Haerter is on trial with one other Porsche manager on charges they lied about Porsche’s financial condition during the failed bid for Volkswagen through derivatives. Haerter has separately been charged with market manipulation along with former Chief Executive Officer Wendelin Wiedeking over the use of options in the VW bid.
Prosecutors last week asked the court to give Haerter a one-year suspended sentence and order him to pay one million euros. They claim he said Porsche would need to spend 4.1 billion euros to gain control of Volkswagen where the correct amount would have been 5.5 billion euros.
The e-mail was sent on March 19, a few days after the Paris-based BNP credit committee had internally decided to participate in the syndicated loan. The deal was signed a few days after the e-mail was received. A Frankfurt-based BNP manager, who negotiated the agreement, had drafted the statement seeking the additional information and asked Haerter to sign it. The ex-CFO, together with two other managers, edited the text and sent it back.

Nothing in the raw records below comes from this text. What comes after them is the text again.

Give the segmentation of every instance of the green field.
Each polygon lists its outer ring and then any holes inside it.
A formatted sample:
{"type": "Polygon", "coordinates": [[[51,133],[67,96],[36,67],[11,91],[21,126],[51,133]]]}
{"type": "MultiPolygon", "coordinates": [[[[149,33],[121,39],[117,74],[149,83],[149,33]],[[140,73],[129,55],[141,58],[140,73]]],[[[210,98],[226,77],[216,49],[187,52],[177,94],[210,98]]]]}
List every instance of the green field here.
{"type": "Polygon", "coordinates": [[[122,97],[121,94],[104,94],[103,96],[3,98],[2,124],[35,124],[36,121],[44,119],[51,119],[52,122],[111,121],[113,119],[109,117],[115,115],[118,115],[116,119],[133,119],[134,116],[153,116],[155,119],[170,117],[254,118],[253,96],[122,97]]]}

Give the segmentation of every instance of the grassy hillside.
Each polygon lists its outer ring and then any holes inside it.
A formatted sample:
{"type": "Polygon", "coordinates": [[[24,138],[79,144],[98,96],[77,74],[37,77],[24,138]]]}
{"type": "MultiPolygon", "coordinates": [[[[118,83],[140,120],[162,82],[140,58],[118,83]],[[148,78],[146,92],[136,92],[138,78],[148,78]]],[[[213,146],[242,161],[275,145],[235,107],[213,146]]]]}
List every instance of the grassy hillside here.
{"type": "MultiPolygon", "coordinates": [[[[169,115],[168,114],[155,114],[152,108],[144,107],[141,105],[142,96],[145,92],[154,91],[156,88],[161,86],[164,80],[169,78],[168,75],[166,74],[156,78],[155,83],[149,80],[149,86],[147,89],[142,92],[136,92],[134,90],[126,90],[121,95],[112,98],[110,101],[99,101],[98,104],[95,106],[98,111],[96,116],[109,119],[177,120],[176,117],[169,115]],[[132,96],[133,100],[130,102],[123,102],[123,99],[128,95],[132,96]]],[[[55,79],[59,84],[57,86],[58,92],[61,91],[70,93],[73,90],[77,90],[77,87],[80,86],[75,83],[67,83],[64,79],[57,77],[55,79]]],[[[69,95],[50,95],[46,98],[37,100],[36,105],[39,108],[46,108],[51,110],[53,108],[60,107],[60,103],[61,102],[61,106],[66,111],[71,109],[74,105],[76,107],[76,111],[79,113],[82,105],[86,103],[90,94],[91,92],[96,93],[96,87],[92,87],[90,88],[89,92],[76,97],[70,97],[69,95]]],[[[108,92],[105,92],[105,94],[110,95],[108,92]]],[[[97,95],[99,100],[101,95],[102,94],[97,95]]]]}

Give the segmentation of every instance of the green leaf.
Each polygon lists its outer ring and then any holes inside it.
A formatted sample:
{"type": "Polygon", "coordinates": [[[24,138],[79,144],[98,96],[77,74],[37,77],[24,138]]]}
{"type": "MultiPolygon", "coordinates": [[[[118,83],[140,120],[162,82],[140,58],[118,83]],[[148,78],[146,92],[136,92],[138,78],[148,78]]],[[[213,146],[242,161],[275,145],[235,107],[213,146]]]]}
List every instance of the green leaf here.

Wehnert said the e-mail wasn’t about the sports-car maker’s liquidity needs, as the BNP manager thought. It instead dealt with the net purchase price, a term looking at the success of an option strategy over a period of time, rather than the exercise price of the call optionsPorsche held on VW shares.
“We have heard from witness that this is a dilettantish reading of the term net purchase price,” Wehnert said. “My client isn’t to blame that a BNP manager used a term he didn’t understand.”